The mussels are just standard issue mollusks straight out of the shell, nothing special really. The crispy pork belly, on the other hand, was deliciously decent even on its lonesome. Sure, the rind could’ve been a lot crispier, but the juiciness of the superbly seasoned meat and the tantalizingly well cooked lard made the pork belly stand out.

However, the thing that manages to seamlessly fuse the two elements together isn’t black magic. It’s a sweet & sour black tamari sauce, as I have been reliably informed by alittle tashi themselves. That sourness works well to cut through the admittedly negligible brininess from the mussels, as well as the fatty richness of the pork belly. Seafood excels when paired with sweetness, and the mussels really shone with that hint of sweetness, and so did the pork belly.

It’s a daring dish, and it’s true, who dares wins. This dish was one of the two outstanding dishes that night, but I still can’t help but think that at $30++ for a plate, this was overpriced. Fortunately, with #BurppleBeyond, we did get another dish free with this baby, so it made that $30 oh so absolutely worth it.

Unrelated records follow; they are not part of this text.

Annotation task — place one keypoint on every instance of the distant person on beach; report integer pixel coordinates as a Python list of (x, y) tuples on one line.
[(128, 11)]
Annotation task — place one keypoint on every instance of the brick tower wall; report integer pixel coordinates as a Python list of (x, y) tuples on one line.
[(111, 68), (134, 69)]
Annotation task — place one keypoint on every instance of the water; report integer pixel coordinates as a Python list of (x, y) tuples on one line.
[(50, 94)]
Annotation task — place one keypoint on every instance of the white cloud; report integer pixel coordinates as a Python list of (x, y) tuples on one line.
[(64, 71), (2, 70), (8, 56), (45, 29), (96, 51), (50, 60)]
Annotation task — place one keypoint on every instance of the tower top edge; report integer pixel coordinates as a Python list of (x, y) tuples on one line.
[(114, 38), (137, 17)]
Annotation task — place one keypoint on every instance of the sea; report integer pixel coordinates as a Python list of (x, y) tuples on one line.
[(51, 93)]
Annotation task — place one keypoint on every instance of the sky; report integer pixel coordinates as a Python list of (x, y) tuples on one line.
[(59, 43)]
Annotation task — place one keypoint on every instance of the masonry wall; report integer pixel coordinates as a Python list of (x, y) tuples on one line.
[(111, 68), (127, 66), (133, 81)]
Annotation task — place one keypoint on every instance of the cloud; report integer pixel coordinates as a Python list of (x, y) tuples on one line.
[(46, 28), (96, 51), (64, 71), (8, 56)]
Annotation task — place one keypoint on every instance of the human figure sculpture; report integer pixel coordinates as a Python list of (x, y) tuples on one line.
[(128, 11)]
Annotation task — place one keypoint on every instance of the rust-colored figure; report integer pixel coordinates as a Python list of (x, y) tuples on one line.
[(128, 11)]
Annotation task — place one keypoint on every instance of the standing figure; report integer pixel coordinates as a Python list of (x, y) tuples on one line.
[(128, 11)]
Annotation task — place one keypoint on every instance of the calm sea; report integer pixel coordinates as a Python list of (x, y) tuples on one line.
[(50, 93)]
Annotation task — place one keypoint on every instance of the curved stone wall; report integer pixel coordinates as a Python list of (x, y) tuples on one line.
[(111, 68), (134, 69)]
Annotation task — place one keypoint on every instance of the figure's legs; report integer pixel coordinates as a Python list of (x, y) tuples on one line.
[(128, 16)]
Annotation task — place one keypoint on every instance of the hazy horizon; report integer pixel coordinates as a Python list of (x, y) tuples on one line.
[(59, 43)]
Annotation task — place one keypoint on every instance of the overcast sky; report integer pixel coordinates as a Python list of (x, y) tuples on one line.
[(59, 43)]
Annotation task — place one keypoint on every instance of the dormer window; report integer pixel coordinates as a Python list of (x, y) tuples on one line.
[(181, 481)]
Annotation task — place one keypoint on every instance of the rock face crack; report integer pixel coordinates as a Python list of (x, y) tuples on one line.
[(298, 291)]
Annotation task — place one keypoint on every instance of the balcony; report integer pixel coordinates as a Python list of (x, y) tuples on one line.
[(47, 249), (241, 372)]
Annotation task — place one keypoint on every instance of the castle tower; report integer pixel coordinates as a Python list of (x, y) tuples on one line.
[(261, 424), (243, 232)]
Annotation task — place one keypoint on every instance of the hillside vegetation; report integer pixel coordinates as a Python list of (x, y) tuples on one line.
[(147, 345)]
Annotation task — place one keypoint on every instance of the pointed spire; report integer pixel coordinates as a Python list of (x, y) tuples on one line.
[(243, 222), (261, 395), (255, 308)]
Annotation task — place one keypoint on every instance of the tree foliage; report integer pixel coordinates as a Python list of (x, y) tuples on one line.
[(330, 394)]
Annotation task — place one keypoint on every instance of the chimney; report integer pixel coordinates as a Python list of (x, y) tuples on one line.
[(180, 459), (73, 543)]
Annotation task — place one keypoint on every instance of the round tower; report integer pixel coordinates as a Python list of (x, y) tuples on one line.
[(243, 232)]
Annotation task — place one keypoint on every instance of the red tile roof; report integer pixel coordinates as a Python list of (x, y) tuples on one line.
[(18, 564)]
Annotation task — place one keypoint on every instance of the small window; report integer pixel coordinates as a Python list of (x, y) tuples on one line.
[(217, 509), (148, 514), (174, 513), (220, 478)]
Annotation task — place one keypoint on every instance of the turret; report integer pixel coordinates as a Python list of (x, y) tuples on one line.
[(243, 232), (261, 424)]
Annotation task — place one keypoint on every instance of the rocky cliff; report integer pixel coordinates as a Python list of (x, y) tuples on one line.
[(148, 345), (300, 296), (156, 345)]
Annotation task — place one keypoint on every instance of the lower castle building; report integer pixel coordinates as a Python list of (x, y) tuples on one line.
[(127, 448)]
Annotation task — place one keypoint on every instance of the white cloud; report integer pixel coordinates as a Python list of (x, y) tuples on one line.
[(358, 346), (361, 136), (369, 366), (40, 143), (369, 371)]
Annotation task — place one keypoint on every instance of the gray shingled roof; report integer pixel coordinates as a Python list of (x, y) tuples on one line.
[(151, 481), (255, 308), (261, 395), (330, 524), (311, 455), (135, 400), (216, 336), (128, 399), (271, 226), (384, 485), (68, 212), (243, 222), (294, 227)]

If you get that blatant song reference, congratulations, you old af. What’s not old, however, is alittle tashi’s unique take on Asian fusion tapas, which is distinctly new age.

Their charred miso Brussels sprouts ($12++, foreground plate) is a rendition of an almost universally reviled vegetable that manages to make it somewhat tolerable. When alittle tashi typed ‘charred’ into their menu, they really meant it. The sprouts are well and truly charred, masking the repulsive flavor that Brussels sprouts are infamous for and giving it some pleasantly charred flavors. It’s served with a dab of creme fraiche, which uplifts the texture of the sprouts and gives it a luscious creaminess, along with a hint of sourness.

We eagerly ordered crispy chicken skin with garlic salt ($8++, background bowl) but we weren’t expecting it to look like those dried cuttlefish snacks we all know and love. A surprise, to be sure, but a welcome one as these chicken skins were astonishingly light unlike all other fried chicken skins out there. While the garlic salt seasoning was uneven and spotty in places, alittle tashi’s chicken skins were eminently enjoyable due to its low oil content and its lighter than air properties. It’s a picture perfect pairing with a good beer, and its an absolute shame that alittle tashi doesn’t have any beers on tap.

But wait, there’s more! These bar snacks were just the prelude to a stunningly sumptuous meal.

Very salty... Not sure if it suppose to eat it with rice?

Intriguing in its name and combination, this dish fell short in terms of taste.
We were expecting some popping flavours from the escargots and bone marrow which turned out rather flat. Even the fried rice could do with some salt on top of just the pungent garlic taste.
The melted mozzarella with furikake was a bar bite pleaser though. Gotta have it hot while stretching the cheese to mix in the furikake and this would be 1 good snack with an iced cold beer.
From the decor to its range of bar bites and bigger bites, we felt that this would probably be more of a place to chill over some drinks.